What You Need to Know
- In the past year, rich individuals, family offices and financial advisors have become more cautious about tying up money in assets that are hard to trade and value.
- At UBS Group, some advisors have been reducing exposure to the Blackstone Real Estate Income Trust, for instance.
- Still, through October, a major share class of the fund delivered 9.3% net returns. That compares to 13.3% one-year returns.
Blackstone Inc.’s $69 billion real estate fund for wealthy individuals said it will limit redemption requests, one of the most dramatic signs of a pullback at a top profit driver for the firm and a chilling indicator for the property industry.
Blackstone Real Estate Income Trust Inc. has been facing withdrawal requests exceeding its quarterly limit, a major test for the one of the private equity firm’s most ambitious efforts to reach individual investors.
The news, in a letter Thursday, sent Blackstone stock falling as much as 10%, the biggest drop since March.
“Our business is built on performance, not fund flows, and performance is rock solid,” a Blackstone spokesperson said, adding that BREIT’s concentration in rental housing and logistics in the Sun Belt leaves it well positioned going forward.
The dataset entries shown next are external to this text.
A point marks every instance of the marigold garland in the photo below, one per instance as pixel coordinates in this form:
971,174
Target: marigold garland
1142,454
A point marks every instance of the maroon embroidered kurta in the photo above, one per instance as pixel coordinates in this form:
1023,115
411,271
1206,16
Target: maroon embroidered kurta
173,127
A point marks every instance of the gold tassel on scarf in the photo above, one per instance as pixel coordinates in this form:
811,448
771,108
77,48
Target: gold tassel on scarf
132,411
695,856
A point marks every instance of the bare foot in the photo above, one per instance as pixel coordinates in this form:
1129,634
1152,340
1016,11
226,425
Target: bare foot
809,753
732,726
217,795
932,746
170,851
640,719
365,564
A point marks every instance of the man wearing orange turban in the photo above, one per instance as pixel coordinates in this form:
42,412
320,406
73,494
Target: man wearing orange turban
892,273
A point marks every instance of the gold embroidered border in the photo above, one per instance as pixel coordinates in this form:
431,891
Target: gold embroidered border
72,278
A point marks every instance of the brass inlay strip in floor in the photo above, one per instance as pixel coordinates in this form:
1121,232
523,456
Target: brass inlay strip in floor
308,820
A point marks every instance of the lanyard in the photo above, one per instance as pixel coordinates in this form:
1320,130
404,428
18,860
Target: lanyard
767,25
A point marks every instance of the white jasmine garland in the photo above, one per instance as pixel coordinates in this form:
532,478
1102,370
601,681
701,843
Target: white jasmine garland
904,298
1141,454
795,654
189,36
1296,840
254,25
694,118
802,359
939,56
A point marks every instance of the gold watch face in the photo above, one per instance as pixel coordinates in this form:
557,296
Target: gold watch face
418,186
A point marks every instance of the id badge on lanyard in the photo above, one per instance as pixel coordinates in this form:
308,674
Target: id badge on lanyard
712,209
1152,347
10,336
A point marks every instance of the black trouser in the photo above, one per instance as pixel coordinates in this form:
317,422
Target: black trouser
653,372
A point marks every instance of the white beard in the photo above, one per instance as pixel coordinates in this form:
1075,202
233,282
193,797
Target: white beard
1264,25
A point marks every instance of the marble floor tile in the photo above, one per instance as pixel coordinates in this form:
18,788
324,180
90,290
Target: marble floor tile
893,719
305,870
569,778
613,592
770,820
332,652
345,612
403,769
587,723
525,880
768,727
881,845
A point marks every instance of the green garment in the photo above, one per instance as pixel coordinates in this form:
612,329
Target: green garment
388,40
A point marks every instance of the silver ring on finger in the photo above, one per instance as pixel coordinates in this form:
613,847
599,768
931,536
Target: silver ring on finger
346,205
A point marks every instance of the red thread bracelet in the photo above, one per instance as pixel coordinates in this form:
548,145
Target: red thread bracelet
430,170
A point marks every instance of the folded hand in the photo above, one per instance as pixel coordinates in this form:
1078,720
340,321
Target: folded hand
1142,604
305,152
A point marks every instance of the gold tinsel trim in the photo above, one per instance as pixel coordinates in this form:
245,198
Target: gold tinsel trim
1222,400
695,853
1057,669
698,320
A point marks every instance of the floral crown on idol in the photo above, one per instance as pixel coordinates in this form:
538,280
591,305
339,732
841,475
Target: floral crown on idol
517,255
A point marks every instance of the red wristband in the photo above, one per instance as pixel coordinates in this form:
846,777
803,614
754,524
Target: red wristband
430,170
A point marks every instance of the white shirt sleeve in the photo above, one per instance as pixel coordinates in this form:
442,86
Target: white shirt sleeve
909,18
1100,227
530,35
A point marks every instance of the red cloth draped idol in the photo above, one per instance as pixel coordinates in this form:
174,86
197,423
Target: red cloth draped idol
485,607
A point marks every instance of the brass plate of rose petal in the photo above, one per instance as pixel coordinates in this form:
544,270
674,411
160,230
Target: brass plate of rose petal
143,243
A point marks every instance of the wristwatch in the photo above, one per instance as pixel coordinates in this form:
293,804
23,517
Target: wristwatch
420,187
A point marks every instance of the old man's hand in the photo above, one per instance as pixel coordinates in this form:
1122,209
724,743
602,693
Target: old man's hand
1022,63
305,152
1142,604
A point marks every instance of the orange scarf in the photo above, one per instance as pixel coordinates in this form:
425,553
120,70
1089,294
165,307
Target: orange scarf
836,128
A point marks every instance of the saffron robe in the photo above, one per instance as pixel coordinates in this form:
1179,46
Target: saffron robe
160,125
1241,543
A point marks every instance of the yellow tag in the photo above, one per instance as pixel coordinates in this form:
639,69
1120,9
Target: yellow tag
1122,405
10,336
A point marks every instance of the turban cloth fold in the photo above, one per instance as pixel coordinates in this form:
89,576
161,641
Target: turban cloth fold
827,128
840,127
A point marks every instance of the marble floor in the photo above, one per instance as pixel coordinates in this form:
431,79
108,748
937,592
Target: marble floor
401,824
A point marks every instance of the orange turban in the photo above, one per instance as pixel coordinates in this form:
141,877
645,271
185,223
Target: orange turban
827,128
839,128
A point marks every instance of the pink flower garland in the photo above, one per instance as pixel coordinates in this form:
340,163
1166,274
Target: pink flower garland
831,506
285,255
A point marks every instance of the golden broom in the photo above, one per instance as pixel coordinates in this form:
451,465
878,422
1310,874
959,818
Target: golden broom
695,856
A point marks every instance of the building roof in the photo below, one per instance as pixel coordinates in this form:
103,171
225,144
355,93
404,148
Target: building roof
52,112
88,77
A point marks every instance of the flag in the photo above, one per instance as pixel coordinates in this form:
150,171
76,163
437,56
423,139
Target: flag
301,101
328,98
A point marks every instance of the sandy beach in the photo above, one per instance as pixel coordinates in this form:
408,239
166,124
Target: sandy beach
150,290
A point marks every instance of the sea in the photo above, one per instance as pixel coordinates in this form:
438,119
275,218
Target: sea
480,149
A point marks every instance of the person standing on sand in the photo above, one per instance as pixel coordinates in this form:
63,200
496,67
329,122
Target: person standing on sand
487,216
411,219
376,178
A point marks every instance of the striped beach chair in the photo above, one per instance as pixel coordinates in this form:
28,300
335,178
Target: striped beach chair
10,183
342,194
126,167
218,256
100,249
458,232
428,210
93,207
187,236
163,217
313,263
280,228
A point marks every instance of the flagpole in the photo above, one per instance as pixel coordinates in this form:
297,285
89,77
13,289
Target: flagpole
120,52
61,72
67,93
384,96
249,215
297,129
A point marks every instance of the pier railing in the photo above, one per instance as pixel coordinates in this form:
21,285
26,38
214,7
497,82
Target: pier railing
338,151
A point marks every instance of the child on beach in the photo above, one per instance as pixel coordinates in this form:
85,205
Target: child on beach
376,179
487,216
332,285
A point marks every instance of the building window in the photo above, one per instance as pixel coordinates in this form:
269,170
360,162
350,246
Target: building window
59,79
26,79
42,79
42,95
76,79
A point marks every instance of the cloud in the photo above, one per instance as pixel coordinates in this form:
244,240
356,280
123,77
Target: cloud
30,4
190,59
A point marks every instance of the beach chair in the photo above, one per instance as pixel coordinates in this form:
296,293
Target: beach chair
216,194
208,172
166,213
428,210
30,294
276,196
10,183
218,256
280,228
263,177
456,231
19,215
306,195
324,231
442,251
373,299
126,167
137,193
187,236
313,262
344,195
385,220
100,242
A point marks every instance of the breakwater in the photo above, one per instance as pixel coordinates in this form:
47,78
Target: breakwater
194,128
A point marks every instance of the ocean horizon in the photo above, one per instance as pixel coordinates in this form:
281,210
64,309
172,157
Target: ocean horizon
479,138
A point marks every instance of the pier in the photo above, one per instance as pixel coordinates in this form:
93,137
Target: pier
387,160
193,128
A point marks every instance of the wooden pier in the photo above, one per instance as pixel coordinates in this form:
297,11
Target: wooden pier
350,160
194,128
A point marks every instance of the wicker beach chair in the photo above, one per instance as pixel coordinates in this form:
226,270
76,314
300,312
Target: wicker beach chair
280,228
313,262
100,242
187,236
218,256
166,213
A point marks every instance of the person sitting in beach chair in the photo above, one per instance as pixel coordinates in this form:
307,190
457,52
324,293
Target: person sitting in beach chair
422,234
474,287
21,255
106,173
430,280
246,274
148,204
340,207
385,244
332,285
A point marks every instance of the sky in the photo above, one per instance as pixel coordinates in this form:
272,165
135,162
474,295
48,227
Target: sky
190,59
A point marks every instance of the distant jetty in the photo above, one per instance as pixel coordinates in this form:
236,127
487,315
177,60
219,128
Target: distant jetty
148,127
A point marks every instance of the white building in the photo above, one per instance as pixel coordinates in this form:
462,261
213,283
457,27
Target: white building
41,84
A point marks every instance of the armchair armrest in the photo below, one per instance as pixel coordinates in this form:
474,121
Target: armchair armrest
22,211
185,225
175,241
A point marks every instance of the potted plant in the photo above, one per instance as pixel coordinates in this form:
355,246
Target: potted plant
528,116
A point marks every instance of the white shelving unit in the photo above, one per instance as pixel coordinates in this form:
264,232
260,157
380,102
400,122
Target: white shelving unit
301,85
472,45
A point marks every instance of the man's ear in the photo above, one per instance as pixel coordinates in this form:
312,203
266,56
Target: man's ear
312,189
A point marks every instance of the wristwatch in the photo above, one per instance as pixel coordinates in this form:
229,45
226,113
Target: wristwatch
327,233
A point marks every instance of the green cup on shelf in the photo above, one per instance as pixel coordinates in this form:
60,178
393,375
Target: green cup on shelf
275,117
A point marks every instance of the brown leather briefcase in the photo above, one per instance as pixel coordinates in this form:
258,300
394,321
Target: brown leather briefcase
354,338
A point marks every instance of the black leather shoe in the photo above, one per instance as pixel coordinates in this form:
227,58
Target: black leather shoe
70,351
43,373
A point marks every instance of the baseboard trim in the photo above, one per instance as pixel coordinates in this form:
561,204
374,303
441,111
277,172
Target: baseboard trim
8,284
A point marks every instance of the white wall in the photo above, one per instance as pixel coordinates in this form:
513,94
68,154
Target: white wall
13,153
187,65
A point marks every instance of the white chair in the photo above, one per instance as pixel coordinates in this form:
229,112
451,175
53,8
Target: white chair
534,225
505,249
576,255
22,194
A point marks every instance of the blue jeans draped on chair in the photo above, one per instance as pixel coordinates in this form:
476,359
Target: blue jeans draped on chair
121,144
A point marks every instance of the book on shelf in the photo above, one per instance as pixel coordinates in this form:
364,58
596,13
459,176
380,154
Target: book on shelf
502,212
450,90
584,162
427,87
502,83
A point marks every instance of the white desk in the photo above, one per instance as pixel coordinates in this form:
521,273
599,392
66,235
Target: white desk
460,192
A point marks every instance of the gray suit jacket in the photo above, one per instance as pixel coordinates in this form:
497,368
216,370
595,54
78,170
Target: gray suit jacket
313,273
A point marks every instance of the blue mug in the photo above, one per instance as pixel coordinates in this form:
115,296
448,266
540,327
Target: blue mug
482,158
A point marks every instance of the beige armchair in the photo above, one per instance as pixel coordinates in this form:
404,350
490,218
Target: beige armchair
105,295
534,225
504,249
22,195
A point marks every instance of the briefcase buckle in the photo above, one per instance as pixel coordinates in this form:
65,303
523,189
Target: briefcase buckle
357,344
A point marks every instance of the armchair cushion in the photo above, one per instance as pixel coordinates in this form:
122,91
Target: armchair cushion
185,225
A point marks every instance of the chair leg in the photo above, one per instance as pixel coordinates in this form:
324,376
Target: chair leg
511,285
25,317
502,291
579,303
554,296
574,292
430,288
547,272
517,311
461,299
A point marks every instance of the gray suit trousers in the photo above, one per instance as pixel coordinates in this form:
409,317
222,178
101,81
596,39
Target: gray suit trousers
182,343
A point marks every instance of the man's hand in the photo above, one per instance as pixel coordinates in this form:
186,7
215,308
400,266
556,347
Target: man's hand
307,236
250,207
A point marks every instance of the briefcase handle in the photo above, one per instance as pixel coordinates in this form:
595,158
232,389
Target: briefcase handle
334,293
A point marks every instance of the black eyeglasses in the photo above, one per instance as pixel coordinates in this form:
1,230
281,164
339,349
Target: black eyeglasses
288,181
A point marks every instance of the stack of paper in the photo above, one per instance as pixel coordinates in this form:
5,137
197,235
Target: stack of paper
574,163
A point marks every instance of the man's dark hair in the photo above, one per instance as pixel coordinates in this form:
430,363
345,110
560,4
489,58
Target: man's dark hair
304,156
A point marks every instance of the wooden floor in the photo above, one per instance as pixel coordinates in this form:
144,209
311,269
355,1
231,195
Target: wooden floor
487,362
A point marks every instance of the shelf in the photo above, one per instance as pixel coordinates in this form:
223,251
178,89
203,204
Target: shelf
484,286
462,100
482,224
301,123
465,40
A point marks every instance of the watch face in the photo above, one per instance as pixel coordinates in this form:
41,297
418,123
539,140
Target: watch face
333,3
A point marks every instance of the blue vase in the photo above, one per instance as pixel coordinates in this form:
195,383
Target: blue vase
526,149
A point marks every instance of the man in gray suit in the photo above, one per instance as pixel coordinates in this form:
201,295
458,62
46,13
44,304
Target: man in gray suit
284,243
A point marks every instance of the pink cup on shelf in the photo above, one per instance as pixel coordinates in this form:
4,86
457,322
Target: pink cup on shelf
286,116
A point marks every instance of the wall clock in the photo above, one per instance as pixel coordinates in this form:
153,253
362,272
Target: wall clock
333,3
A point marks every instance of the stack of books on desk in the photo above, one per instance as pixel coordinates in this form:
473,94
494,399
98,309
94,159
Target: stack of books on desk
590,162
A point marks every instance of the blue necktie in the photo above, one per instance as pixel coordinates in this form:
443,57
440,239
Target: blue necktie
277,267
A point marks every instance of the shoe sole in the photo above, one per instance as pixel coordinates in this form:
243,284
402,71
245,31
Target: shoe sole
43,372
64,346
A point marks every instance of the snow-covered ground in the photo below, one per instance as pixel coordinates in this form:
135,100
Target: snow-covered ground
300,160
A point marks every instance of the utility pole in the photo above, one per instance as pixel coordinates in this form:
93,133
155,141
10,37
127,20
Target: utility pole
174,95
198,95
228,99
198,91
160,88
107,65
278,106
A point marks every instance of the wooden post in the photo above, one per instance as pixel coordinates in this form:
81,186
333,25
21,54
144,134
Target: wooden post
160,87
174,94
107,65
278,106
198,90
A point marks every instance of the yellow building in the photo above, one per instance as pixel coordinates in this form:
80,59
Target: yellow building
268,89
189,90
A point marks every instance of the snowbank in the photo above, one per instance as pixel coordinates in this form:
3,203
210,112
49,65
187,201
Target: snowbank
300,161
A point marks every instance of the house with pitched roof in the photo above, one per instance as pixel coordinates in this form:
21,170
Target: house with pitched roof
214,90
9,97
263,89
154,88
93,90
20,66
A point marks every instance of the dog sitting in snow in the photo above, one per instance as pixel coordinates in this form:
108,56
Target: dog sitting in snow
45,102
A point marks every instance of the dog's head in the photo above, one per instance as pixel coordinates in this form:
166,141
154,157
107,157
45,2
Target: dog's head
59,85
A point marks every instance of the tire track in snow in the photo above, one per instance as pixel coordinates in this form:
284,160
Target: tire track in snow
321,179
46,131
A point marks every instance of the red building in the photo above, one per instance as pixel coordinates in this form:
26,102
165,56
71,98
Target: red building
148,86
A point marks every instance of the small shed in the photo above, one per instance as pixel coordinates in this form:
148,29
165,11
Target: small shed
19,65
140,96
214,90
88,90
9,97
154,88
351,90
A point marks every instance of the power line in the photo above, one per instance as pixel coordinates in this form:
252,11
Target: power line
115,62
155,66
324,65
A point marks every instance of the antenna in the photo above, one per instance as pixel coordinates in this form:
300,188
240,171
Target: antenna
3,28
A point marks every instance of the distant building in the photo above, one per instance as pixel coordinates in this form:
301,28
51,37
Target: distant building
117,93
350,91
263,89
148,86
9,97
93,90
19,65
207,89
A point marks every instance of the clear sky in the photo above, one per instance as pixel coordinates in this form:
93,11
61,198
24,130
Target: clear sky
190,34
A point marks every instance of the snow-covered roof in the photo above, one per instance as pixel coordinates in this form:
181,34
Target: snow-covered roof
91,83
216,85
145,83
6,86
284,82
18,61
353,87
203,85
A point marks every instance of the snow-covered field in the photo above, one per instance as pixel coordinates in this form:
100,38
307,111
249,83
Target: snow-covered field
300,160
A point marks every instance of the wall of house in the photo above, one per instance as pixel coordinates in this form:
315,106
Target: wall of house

This year, the fund has piled into more than $20 billion worth of swaps contracts through November to counteract rising rates.
The fund became a behemoth in the real estate industry since its start in 2017, snapping up apartments, suburban homes and dorms and growing rapidly in an era of ultra-low interest rates as investors chased yield.
Now, soaring borrowing costs and a cooling economy are rapidly changing the landscape for the fund, causing BREIT to caution that it could limit or suspend repurchase requests going forward.
Blackstone’s creation of BREIT cast a spotlight on the space for nontraded real estate investment trusts. Unlike many real estate investment trusts, BREIT’s shares don’t trade on exchanges. It has thresholds on how much money investors can take out to avoid forced selling.
This means if too many people head for the exits, its fund board can opt to restrict withdrawals or raise its limits. BREIT said requests have exceeded the 2% of the net asset value monthly limit and 5% of the quarterly threshold.
“If BREIT receives elevated repurchase requests in the first quarter of 2023, BREIT intends to fulfill repurchases at the 2% of NAV monthly limit, subject to the 5% of NAV quarterly limit,” BREIT said in a letter Thursday.
Blackstone’s top executives have bet big on the fund. Bloomberg reported last month that President Jon Gray had put $100 million more of his own money in BREIT since July, as had Chief Executive Officer Steve Schwarzman, a person familiar with the matter said at the time.